Paul's Self-Involvement

“Paul’s Case” is intentionally claustrophobic. Told in close third-person narration, it hardly ever strays outside the confines of Paul’s mind. This extremely focused point of view conveys Paul's intense self-involvement. Paul is so consumed his own depression that he is rendered unable think about others. Not until midway through the story do we learn about the existence of Paul’s sisters. Even then, they are mentioned only in passing and never named. After using one of them to justify a lie to his classmates, Paul never thinks or speaks about them again. He doesn’t consider the feelings of his father, who lost his wife when his children were very young. Instead, he dismisses his father as an annoyance to be avoided and lied to. It doesn’t occur to him that his father worries about his whereabouts only because he loves him. Paul also never thinks about what it means that his father paid back the money he stole and set out for New York to find him. Like the sisters, Paul’s father is never named.

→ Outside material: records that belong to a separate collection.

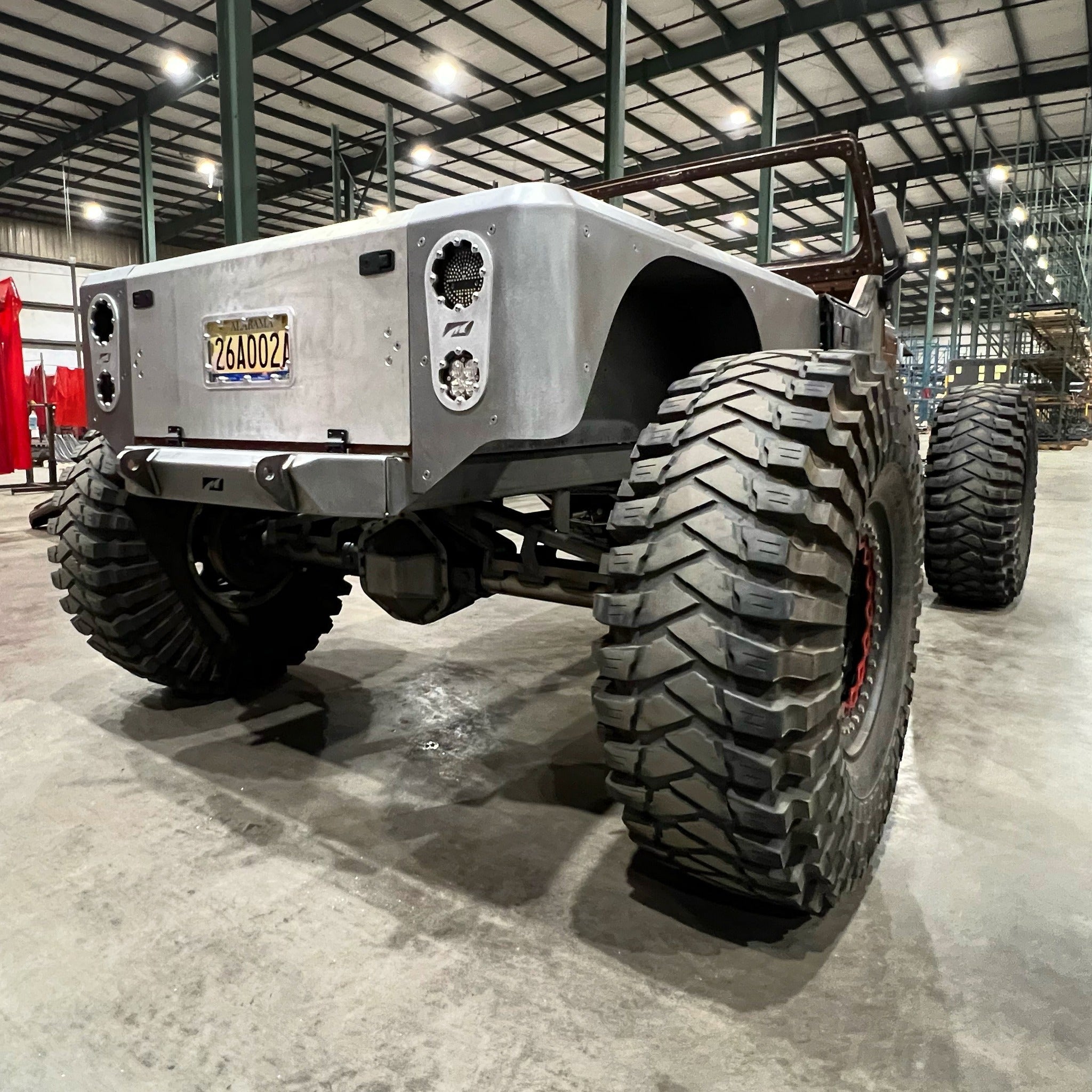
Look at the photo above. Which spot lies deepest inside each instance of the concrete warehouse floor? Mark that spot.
(399, 872)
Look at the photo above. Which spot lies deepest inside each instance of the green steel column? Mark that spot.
(930, 306)
(389, 135)
(769, 139)
(957, 324)
(900, 201)
(849, 213)
(335, 186)
(235, 61)
(147, 188)
(614, 124)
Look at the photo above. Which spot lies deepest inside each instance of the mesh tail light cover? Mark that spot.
(459, 298)
(103, 322)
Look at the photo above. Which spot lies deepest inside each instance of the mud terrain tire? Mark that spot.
(980, 495)
(753, 732)
(125, 566)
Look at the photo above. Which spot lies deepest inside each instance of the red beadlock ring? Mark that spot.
(866, 641)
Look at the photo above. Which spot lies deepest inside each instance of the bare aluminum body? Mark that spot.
(366, 352)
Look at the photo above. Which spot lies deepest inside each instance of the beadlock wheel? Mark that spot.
(756, 679)
(178, 595)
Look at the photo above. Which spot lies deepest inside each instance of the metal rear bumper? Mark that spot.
(316, 484)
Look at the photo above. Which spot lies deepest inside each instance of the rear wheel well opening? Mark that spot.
(674, 315)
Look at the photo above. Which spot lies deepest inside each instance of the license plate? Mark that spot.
(253, 350)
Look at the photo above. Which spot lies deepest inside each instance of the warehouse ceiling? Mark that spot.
(501, 91)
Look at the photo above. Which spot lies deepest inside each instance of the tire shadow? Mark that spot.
(693, 936)
(448, 770)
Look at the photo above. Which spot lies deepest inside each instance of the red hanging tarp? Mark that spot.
(14, 430)
(71, 398)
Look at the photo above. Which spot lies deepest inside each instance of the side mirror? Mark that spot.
(892, 233)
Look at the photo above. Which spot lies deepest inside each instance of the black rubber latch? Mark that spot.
(377, 261)
(135, 467)
(274, 476)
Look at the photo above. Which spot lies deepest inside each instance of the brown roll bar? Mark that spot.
(837, 276)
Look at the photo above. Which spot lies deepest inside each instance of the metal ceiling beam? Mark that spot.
(953, 164)
(815, 17)
(1004, 90)
(163, 94)
(239, 161)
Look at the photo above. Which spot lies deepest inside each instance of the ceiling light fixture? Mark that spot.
(176, 66)
(945, 71)
(445, 75)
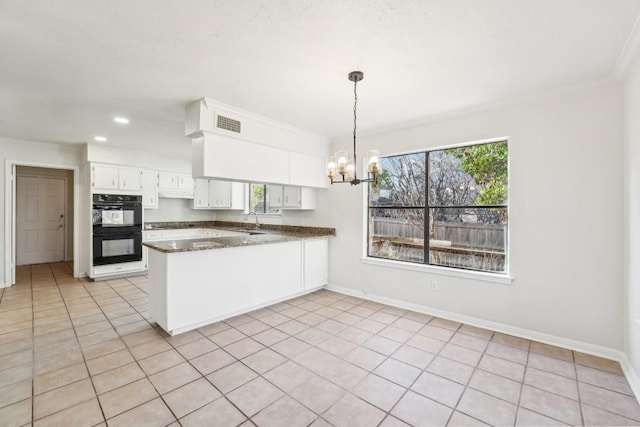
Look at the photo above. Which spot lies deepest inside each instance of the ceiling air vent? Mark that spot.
(227, 123)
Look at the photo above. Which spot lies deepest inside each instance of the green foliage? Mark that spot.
(487, 164)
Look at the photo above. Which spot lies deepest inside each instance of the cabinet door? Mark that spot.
(130, 178)
(185, 182)
(149, 190)
(275, 196)
(291, 197)
(168, 180)
(201, 194)
(219, 194)
(105, 177)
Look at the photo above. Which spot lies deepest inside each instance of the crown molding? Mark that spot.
(630, 53)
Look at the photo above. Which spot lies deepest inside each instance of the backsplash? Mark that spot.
(177, 210)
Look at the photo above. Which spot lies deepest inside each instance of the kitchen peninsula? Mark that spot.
(231, 270)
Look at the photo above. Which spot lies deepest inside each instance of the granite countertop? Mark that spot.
(264, 235)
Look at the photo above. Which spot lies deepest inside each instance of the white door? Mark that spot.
(39, 220)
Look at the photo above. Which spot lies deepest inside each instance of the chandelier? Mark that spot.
(341, 164)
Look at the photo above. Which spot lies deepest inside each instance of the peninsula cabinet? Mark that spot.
(196, 288)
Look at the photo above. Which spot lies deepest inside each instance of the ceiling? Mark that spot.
(68, 67)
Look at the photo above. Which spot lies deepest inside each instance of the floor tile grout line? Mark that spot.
(33, 420)
(522, 383)
(140, 367)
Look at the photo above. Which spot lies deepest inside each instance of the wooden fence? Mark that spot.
(474, 246)
(461, 235)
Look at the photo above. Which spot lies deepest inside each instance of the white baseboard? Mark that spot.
(583, 347)
(631, 374)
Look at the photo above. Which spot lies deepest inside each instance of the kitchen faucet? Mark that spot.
(247, 217)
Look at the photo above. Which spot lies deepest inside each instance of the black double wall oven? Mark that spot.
(117, 228)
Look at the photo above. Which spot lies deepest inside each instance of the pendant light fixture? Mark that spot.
(341, 164)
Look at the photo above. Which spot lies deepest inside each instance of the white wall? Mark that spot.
(31, 153)
(632, 216)
(566, 202)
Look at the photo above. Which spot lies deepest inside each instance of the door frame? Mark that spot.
(10, 216)
(65, 180)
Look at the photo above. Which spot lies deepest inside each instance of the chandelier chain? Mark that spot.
(355, 104)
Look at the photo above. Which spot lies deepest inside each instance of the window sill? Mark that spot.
(504, 279)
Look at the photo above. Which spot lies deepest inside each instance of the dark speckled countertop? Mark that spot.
(267, 233)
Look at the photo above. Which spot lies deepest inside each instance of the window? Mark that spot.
(443, 207)
(259, 200)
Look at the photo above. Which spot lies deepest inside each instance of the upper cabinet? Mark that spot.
(150, 189)
(213, 194)
(236, 145)
(175, 185)
(288, 197)
(115, 178)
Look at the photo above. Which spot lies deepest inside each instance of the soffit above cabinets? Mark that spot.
(231, 144)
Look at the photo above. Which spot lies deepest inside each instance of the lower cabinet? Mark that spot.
(315, 263)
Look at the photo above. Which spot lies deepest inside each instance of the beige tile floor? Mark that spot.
(76, 352)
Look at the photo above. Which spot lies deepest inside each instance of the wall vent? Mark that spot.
(227, 123)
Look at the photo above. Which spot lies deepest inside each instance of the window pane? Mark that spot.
(402, 181)
(471, 238)
(468, 176)
(259, 200)
(397, 234)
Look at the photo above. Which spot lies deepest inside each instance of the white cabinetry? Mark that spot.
(179, 302)
(149, 189)
(213, 194)
(287, 197)
(315, 263)
(175, 185)
(229, 143)
(115, 178)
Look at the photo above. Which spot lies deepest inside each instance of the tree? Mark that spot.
(487, 164)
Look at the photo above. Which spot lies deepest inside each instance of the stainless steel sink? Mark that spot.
(252, 231)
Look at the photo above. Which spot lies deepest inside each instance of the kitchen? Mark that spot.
(571, 281)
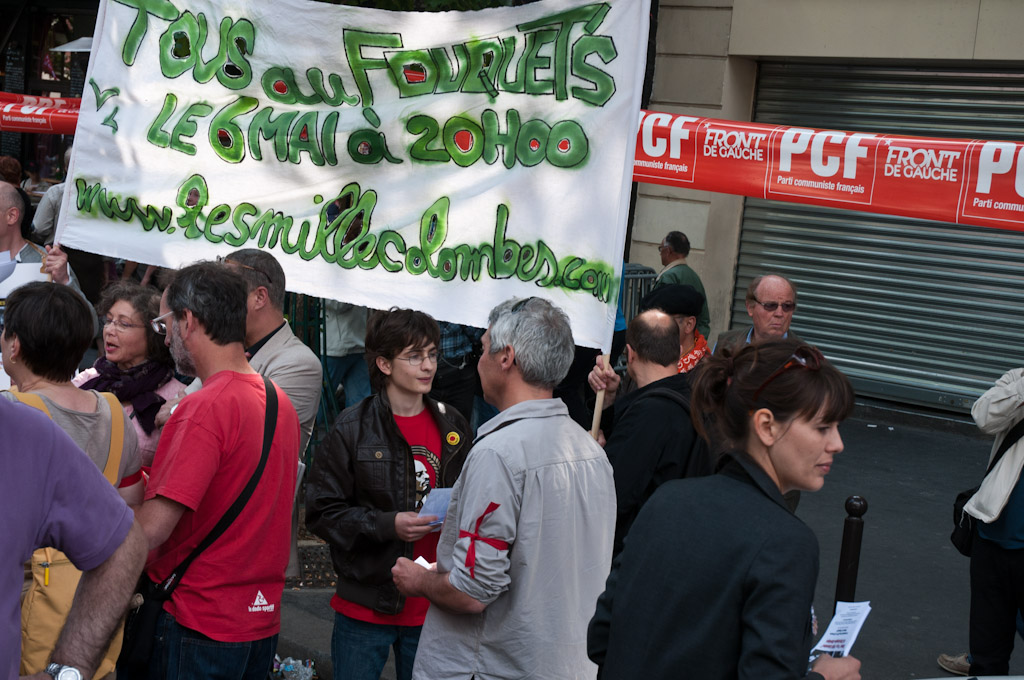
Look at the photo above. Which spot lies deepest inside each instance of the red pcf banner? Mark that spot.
(952, 180)
(33, 100)
(28, 118)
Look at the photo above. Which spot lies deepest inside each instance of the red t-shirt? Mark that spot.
(207, 453)
(422, 434)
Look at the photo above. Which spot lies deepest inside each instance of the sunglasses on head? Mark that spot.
(805, 356)
(772, 306)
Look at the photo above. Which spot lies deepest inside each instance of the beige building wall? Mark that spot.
(707, 66)
(694, 75)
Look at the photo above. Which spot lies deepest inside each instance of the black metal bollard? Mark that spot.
(849, 556)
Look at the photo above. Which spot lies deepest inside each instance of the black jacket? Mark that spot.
(651, 441)
(365, 475)
(717, 579)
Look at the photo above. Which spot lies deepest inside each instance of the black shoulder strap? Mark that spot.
(269, 423)
(1015, 433)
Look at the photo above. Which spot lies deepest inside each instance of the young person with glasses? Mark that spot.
(717, 577)
(368, 485)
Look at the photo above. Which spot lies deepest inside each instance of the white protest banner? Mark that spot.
(443, 162)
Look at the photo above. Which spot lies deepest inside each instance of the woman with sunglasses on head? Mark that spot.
(717, 576)
(136, 365)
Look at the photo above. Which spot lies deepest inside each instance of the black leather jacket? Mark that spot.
(363, 476)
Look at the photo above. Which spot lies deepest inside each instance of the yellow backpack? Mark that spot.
(46, 600)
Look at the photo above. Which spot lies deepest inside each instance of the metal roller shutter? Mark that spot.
(912, 310)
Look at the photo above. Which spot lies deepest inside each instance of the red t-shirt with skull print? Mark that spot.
(422, 434)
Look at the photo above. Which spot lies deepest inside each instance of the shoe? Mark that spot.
(957, 665)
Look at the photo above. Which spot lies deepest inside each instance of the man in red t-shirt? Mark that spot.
(368, 484)
(225, 612)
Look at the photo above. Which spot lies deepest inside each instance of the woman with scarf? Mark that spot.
(136, 366)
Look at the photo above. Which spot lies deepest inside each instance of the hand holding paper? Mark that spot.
(436, 504)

Cather’s tight focus on Paul’s point of view mirrors his self-absorption. His egoism blots out everyone, not just his family. The only people he observes with interest are those he idealizes—and he fails to see them as they really are. The soprano, Charley Edwards, and the Yale student are not real people for Paul but rather figures in a fantasyland of theater and money. He imagines that the soprano is a queen of romance, when in fact she is a middle-aged mother of several kids. He believes that Charley walks through a magic portal into the theater world, when Charley is actually a youngster in an unremarkable local troupe. He views the Yale student as the boy he himself was meant to be, when in reality the two can hardly get along for the space of one night. Whether Paul is ignoring the people who love him or fantasizing about those who hardly know him, he demonstrates his inability to think of anyone but himself. Even in the seconds before he dies, his last thought is for the places he won’t get to see, rather than the family members who will mourn his death.